The magus hurriedly scribbled again, then shoved the paper so close to Herod’s face that he nearly broke the king’s nose.
Guards dead. Everyone dead.
Balthazar is born again. He’s Samson slaying an entire army with a jawbone. He’s Hercules killing the Nemean lion. David killing Goliath. He pulls his arms until they shake, pulls on the ropes that bind each of his wrists to the wooden beam above. And witness now the sound of cracking wood.
The admiral’s eyes nearly leap out of his head, because he doesn’t believe what he sees. The math doesn’t hold up. A man can’t be that powerful, especially one whose body has been so battered. Yet the beam splinters, then splits in two and falls to the stone floor with a crash, freeing Balthazar’s hands.
The guards draw their swords and come at him. Balthazar charges too. He goes for the table against the wall — the one filled with an assortment of scalpels and clamps and scissors. He grabs the first one his fingers touch, unaware that it’s the very scalpel that was used to cut away the missing flesh beneath both of his arms. With long ropes still attached to both wrists, Balthazar turns and swings the blade in front of his body just in time.
And as weak and battered as he is, he swings with more strength than he’s ever known. His blade cuts through the droplets of rainwater that fall from the stone ceiling, splitting the ones it touches as it strikes the side of the first guard’s face — flaying it open like his own flesh had been flayed. He pierces the other beneath the armpit, driving the blade deeper — deeper past his ribs and into his lungs. He withdraws it and the man falls to the wet floor, where he’ll either drown in his own blood in seconds or die from infection in weeks. It doesn’t matter, as long as he leaves the earth in pain.

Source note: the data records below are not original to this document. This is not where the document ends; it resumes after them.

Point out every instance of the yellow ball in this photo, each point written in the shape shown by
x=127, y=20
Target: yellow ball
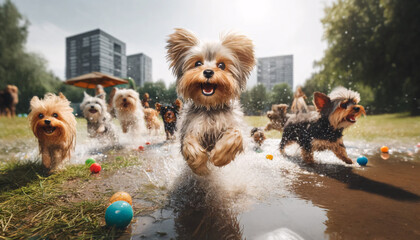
x=121, y=196
x=384, y=149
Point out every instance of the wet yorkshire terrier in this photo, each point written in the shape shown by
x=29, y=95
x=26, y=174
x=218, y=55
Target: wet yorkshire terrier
x=169, y=115
x=210, y=77
x=53, y=123
x=323, y=130
x=129, y=110
x=98, y=118
x=152, y=121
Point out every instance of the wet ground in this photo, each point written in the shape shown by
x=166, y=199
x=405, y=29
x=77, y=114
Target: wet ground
x=257, y=198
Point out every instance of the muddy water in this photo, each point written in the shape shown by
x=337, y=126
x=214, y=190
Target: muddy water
x=257, y=198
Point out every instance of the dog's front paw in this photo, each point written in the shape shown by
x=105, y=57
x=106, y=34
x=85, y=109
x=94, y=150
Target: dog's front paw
x=195, y=156
x=226, y=148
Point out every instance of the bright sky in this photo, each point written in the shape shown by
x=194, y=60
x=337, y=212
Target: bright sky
x=277, y=27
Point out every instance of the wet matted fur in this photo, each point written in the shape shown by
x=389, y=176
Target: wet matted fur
x=323, y=130
x=210, y=77
x=54, y=125
x=99, y=123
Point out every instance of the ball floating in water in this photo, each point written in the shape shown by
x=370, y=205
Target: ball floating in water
x=121, y=196
x=95, y=168
x=384, y=156
x=362, y=161
x=119, y=214
x=89, y=161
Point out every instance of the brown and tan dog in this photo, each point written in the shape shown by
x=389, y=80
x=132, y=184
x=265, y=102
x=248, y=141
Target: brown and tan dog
x=54, y=125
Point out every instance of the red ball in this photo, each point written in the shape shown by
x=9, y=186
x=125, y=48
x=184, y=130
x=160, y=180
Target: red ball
x=95, y=168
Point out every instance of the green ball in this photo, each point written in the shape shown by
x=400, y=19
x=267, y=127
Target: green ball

But no time for these thoughts. Not yet. For the admiral has just realized that he’s next and begins his hasty retreat toward the closed cell door. Balthazar has to cover twice the distance to beat him there. It’s impossible. But not today. The world has bowed before him. Time has wrapped him in its arms. Balthazar moves with wings on his feet, sees with eyes in the back of his head. He takes a sword from one of the guards and moves across the wet floor with impossible speed, blocking the admiral’s escape. And the admiral is afraid. He backs away, for he can see the truth written on Balthazar’s face. He can see that this man will not fail, no matter what he aims to do. He’s afraid because he knows that these are his last moments on this earth and that they’re going to be terrible moments.